Editor's Note: The Alliance is currently developing and deploying
technologies to build and support the National
Technology Grid. The three thrust activities
involve collaborations with other groups
establishing similar grid environments. The
Alliance is working with NPACI, NASA IPG, and
Argonne National Lab to increase the services
available to the national high-performance user
community. The next three issues of data link will give
background information about the thrust areas:
Virtual Machine Room in May, the user portal in
June, and the Access Grid in July.
"Our goal is to help researchers manage their science,
not the resources they use to do their science."
--John Towns
NCSA Division Director for Scientific Computing
April 2000
Alliance on Track to Enhance Services
Virtual Machine Room
NCSA and its Alliance partners are currently deploying the
infrastructure necessary to establish the Alliance Virtual Machines
Room (VMR). The goal is to make the many resources available at
Alliance sites appear to be managed in a single coherent fashion as if
they were co-located and under the direct management of a single
center. The VMR consists of six sites –
from Boston to Maui
– with
24x7 operations and resource and usage monitoring. Distributed
research environments like the VMR will likely emerge as the
collaborative spaces in which science and interdisciplinary research
will be conducted in the future.
Grid Security Infrastructure
One of the essential pieces to enable use of a wide variety of resources
in a distributed environment is solid security that has mechanisms
permitting access to all resources. The Alliance is participating in the
development of and building on the Globus project's Grid Security
Infrastructure
(
GSI) package.
The authentication mechanisms of choice
is the Public Key Infrastructure
(
PKI).
An Alliance certificate authority,
which authorizes access to Alliance systems, is already providing
limited production services.
Layered on top of this are some basic utilities necessary for VMR
users. The first is a mechanism for users to manage their certificates,
which function as passports to Alliance resources. A significant part of
this is simply providing adequate documentation that is currently under
development. Also necessary is deployment of server and client
software for FTP (File Transfer Protocol) and ssh (secure shell) on
VMR systems. Versions of this software have been identified but they
require additional development.
Allocation and Account Management
A set of base infrastructure services are needed to support the
management of allocations and individual user accounts within the
VMR. One example is the need to track the usage of various resources
by individual users. PIs also need to review users on their projects and
check usage against the allocation total. This involves a considerable
amount of work in identifying allocated VMR users in this distributed
set of resources and reporting their usage appropriately.

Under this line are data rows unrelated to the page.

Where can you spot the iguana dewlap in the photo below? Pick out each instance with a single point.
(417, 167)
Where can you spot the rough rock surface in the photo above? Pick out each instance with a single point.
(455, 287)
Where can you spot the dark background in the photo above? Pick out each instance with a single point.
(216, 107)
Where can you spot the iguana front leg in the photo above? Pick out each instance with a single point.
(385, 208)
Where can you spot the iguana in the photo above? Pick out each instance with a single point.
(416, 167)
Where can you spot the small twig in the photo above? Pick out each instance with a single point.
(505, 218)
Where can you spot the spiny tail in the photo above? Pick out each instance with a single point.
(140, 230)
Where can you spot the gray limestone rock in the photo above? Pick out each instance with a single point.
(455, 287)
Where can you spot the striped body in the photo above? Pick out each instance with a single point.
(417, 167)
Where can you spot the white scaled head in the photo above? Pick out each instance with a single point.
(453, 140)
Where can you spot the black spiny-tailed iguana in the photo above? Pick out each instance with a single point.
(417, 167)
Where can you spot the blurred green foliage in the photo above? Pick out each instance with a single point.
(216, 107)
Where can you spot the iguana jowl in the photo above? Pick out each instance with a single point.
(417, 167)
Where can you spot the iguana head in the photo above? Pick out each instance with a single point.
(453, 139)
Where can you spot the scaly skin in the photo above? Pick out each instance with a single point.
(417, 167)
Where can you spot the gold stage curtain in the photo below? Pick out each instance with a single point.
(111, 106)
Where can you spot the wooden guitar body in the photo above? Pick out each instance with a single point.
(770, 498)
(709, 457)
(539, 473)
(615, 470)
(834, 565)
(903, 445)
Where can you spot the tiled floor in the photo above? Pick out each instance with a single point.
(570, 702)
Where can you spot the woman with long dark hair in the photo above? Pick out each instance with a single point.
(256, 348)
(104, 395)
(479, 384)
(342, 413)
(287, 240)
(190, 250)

More technically difficult is account creation on remote systems
through a centralized mechanism. Within the PACI program, as in
many others, resources are
allocated on a peer
review basis. Allocations
to a VMR require a centralized process by which allocations are
awarded and access provided.
VMR Operations
Just as any machine room requires a variety of operational support
services, the VMR requires an integrated set of support services from
all of the member sites:
- shared help desk
- common software installed
- shared policies and procedures
In order for the VMR to appear as a single integrated computing
environment, a single entry point for users and operators to report
problems or pose questions is needed. Creating a VMR help desk based
on a new NCSA-developed, web-based ticket system will give users
and staff a single point to report problems and give VMR triage staff a
more simple way to route problem tickets to the appropriate site for
resolution. Using a common ticket system gives the Alliance a way to
centrally track the status of all problems related to the VMR.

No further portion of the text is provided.